Sletchcott is a Grade II listed building in the North Devon local planning authority area, England. First listed on 20 February 1967. Farmhouse.
Sletchcott
- WRENN ID
- stark-outpost-thistle
- Grade
- II
- Local Planning Authority
- North Devon
- Country
- England
- Date first listed
- 20 February 1967
- Type
- Farmhouse
- Source
- Historic England listing
Description
This is a farmhouse, now a holiday home, likely dating from the early 16th century. It has undergone significant remodelling in the late 16th and early 17th centuries, with further extensions in the mid to late 17th century and alterations to the lower end probably in the 18th century. The construction is of painted roughcast stone rubble and cob, with a thatched roof featuring gable ends. A stone rubble axial stack with a brick shaft is located at the left end.
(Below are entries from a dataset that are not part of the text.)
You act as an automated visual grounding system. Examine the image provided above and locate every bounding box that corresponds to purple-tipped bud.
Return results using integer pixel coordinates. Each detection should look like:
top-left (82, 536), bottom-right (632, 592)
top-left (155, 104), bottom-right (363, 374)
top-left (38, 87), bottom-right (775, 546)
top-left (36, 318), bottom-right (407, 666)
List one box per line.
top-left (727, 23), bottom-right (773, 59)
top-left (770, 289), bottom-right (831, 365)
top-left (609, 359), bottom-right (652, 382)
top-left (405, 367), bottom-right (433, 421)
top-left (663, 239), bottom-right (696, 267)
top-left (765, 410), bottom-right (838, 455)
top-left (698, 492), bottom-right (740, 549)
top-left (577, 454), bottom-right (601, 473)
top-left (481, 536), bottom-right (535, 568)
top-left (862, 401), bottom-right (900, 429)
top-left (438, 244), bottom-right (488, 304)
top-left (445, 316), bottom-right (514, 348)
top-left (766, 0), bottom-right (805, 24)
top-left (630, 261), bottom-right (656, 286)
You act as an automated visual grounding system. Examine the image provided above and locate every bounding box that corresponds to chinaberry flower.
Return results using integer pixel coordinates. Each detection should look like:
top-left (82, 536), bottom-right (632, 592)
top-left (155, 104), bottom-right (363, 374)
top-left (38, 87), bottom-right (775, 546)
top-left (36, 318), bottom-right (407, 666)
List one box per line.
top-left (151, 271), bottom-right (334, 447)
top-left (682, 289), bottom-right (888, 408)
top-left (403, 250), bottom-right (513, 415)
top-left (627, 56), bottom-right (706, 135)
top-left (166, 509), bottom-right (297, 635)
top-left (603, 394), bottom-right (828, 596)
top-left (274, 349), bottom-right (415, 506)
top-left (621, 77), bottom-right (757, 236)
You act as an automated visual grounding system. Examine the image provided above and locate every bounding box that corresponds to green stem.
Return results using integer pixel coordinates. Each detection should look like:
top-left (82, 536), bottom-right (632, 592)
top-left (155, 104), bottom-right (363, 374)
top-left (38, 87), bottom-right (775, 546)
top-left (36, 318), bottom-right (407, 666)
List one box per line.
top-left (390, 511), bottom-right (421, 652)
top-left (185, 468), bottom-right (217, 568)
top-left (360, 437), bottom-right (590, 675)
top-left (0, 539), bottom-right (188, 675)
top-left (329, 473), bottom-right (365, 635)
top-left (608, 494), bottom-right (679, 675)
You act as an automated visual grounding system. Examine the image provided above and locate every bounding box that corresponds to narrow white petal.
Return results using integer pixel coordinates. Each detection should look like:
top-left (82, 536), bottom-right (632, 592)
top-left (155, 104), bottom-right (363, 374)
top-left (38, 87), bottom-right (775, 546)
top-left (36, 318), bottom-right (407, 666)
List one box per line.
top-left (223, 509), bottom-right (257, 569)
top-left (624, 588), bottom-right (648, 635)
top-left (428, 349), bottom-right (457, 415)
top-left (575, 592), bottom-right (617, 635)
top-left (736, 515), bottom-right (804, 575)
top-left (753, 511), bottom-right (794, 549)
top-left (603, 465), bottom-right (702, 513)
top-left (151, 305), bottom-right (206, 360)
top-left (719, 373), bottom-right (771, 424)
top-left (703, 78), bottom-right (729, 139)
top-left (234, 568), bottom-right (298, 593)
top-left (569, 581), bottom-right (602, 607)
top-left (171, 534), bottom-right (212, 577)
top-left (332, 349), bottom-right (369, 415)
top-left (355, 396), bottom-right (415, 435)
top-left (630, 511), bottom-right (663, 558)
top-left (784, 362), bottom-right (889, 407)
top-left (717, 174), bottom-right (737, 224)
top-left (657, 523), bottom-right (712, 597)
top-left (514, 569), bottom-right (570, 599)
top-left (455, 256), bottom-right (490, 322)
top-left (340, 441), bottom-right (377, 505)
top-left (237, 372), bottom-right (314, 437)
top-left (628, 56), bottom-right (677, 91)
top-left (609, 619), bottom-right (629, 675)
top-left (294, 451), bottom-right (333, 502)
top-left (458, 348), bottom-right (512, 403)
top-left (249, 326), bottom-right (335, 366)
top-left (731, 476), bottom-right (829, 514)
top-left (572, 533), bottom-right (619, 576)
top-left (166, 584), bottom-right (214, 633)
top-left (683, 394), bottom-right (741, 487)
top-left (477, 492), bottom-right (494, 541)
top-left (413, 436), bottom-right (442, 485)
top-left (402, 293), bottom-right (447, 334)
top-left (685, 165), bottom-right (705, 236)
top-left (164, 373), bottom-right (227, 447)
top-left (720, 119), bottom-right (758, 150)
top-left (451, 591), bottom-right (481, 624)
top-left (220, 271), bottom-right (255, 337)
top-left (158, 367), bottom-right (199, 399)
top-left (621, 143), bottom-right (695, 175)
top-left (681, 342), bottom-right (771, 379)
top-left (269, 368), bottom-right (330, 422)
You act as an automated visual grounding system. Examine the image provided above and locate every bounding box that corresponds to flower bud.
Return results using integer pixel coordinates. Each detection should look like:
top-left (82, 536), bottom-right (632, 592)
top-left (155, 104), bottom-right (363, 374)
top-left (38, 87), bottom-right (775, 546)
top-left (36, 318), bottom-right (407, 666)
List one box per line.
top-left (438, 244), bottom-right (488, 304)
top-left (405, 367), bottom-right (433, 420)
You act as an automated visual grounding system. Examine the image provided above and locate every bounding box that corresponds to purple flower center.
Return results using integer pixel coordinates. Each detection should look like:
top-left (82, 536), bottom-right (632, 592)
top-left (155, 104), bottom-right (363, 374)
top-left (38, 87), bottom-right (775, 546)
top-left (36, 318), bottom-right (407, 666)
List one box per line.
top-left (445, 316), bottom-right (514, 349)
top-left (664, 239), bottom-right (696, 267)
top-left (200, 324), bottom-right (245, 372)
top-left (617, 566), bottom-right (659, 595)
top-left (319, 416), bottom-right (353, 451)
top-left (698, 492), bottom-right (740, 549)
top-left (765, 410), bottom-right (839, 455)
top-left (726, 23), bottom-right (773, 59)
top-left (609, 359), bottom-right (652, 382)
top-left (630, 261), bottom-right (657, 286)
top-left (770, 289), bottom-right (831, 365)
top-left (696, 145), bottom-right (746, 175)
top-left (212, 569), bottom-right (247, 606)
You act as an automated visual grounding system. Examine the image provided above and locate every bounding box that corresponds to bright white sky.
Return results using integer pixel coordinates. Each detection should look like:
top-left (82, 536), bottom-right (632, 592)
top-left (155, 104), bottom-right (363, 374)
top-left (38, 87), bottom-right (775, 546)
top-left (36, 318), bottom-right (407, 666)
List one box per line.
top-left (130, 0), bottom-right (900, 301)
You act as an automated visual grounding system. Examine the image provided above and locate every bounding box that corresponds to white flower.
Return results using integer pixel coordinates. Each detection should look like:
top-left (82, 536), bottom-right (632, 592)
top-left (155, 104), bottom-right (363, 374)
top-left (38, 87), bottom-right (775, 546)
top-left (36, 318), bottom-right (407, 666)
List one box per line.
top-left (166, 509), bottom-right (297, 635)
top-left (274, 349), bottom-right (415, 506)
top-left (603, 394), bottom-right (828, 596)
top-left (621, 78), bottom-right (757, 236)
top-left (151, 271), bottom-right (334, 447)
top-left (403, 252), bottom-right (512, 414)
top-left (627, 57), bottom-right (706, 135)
The farmhouse’s plan initially comprised five rooms in a line, with direct access into the second room from the left. The larger, left-hand rooms were originally heated, alongside three smaller rooms to the right, forming the lower end. The building shows an unusual phased development. The original core is the second room from the right, formerly an open hall, evidenced by a raised cruck truss and a jetty beam, both of which appear almost centrally located, suggesting a possible original partial flooring at the lower end. A winder staircase is situated in the rear right-hand corner. A substantial stone rubble stack, inserted in the early 17th century, is positioned at the upper end of the hall, which was then ceiled over. Massive cob partitions separate the hall at each end, and there is no cross-passage; potentially, the initial structure was a single-room, direct-entry open-hall house. The inner room is a mid to late 17th-century addition. The lower end, altered in the late 20th century, likely originally consisted of a dairy and salting house, creating two narrow rooms, with a third room at the right end originally used as a lofted cider-house. These three rooms were unheated.
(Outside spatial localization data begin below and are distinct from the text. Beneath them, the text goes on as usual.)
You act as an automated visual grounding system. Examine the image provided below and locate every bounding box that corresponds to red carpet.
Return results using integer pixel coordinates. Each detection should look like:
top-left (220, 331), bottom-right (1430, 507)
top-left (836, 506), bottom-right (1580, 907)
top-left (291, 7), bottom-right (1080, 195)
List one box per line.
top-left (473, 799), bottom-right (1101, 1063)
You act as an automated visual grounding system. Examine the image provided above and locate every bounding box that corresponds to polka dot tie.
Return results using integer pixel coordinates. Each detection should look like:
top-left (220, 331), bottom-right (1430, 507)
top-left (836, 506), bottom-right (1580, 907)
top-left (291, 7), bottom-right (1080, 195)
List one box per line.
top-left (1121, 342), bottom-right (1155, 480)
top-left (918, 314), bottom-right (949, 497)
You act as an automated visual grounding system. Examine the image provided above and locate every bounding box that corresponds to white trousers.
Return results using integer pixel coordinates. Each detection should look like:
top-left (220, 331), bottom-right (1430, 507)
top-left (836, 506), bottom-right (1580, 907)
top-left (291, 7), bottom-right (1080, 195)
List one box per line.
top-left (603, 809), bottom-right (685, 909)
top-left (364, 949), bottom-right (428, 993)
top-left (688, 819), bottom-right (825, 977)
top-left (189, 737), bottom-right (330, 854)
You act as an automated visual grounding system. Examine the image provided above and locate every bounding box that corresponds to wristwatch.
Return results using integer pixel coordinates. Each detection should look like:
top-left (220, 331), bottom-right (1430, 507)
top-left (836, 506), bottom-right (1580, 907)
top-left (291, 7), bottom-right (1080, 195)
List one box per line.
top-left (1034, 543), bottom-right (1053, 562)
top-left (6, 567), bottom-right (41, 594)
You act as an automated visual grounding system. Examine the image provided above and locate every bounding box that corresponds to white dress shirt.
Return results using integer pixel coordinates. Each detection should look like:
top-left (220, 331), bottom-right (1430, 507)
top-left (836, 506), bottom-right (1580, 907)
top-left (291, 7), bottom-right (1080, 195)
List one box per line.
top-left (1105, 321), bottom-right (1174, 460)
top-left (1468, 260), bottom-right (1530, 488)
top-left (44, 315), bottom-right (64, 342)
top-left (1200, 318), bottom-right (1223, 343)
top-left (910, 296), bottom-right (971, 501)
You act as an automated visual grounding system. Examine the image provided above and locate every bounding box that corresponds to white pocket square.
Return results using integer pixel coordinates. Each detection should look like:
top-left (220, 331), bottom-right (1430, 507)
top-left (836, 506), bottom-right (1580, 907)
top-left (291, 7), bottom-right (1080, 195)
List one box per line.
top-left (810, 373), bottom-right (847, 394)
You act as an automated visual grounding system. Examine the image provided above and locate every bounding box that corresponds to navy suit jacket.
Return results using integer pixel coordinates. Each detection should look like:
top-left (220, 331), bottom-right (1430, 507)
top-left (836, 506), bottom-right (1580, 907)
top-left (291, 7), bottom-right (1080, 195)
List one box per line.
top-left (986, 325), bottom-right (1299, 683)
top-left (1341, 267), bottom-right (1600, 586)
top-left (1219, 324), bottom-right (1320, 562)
The exterior has two storeys and five window bays. Most windows are 20th-century replacements, consisting of two-light casements with six panes per light, except for the three-light casements at the left end on both floors. A large 20th-century window is present in the hall. A hipped thatched porch and two further doors are located at the lower end to the right.
Inside, the inner room features an ovolo-moulded fireplace lintel and heavy, square-section axial joists. The hall contains a virtually central cross ceiling jetty beam with deep chamfers and hollow step stops. A chamfered bressumer is at the lower end. At the upper end of the hall, a higher ceiling level indicates a later inserted floor, with two axial beams and half bressumers to the front and rear. The feet of studs of the truss partition above the jetty beam are partially visible. The single raised cruck truss displays a visible morticed and tenoned cambered collar and probably two tiers of threaded purlins. The purlins over the inner room are supported by the hall, inner room and gable end walls. The lower end exhibits the feet of a single truss with rough, straight principals, representing a much later roof structure. Some 19th-century plank doors remain.